There was a time not too long ago when every decision was plain and simple.
Coke or Pepsi?
Cash or credit?
Chocolate or vanilla?
Then, technology entered the picture, changing every facet of our lives, from how we entertain ourselves and communicate to how we manage our time and money. Although the “information on demand” age has dramatically improved most aspects of our lives, harnessing all the data available to make smarter investment decisions has proven to be more challenging.
In just a few years, an asset manager’s job has become incredibly complicated. As the hunt for greater yield intensifies, it’s evolved from analyzing traditional assets—bonds or equities—in a given region to managing a wide array of alternatives like private equities, mortgage-backed securities and derivatives across multiple regions, numerous currencies and so much more.

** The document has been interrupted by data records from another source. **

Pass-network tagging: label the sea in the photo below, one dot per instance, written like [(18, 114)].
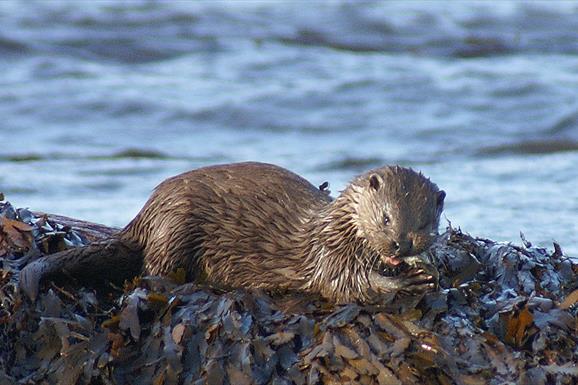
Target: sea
[(102, 100)]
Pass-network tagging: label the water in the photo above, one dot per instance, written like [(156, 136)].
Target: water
[(100, 101)]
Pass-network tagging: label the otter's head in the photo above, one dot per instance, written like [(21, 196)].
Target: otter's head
[(397, 211)]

Although the evolution of the asset management sector has become more global and complicated, legacy technology used to manage billions in assets hasn’t kept pace. This puts managers at risk of losing time and capital, as well as simply becoming noncompetitive.
The results of a recent Clearwater poll of institutional investors showed that more than 70% invest in credit (e.g., private debt, bank loans and collateralized loan obligations) and private equity, 68% invest in real estate and nearly 40% put their money in hedge funds and infrastructure. The expanding diversification and complexity of assets have ushered in a real need to simplify the understanding of portfolio performance and reporting and make sense of sophisticated, petabyte-sized data sets in seconds.
Manual, spreadsheet-based asset analysis simply can’t keep pace with today’s asset management realities. Many institutional investors still use outdated legacy technology to chase yield in today’s market. The findings of a recent McKinsey survey indicate that just 13% of financial services leaders have “half or more of their IT footprint in the cloud.”
Not only does this weigh down a manager’s performance, but it can mean significant cost for an institution—a typical organization spends 70% of its IT budget on keeping the system running. Imagine if those resources were instead spent on differentiating the company’s offering.
Navigating through spreadsheets and legacy systems is an antiquated foundation for overseeing billions of global investment dollars. Consider all the hours spent entering, updating and reporting on data for stakeholders—time a manager could better spend doing strategic work. Any human error can result in costly mistakes or, potentially, a massive capital loss.
There’s also a security concern. Internal teams struggling with integrating older legacy tech into the IT stack weaken an organization’s security posture and make it susceptible to costly cyberattacks. KPMG study results published by Institutional Investor found that a mere 11% of surveyed asset managers “were prepared for a cyberattack.” In the same study, 75% of respondents indicated an “appetite for digital transformations” to better sync the organization’s technology.
Modern software solutions are built with modern portfolios, regulatory reporting and market dynamics in mind. AI and machine learning have vastly upgraded data aggregation and reporting processes, making it easier to handle more asset classes, accounting bases, global currencies, complex reporting and regulatory requirements.
This is especially valuable considering the heightened demand for alternative assets, which are generally more complex to track than traditional assets. According to the results of a Clearwater Analytics survey, 53% of asset managers view reporting standardization as a challenge for alternative assets—further proving the need for cutting-edge technology systems.
Now more than ever, investment managers want to stay at the forefront of reporting technology, as that’s what the client sees. The reports a client sees (digital or not, on-demand or not, accurate or not, timely or not) influences how the investor views the asset manager—as either forward-looking and sophisticated or behind the times.
Although most managers want to digitally transform and leverage more advanced investment technology, getting started can be a challenge. I recommend managers use the following questions to evaluate their current tech stack. If you answer “yes” to any of these, it may indicate a system upgrade is required.
Does your team:
Alternative assets come with their own set of challenges, such as the availability of data, automation and combining alternative data with public portfolio data. But there are cloud-based solutions available for asset managers that can provide data aggregation, validation, reconciliation and reporting for private funds. Many of these solutions are fully integrated with standard accounting, compliance, performance and risk reporting.
As asset managers and corporate leaders fight to stay competitive and plan their IT budgets for 2023, they should evaluate their current systems for signs of outdated technology. Leveraging modern systems can help them seek greater yields and automate regulatory reporting at scale, especially in the event of market swings.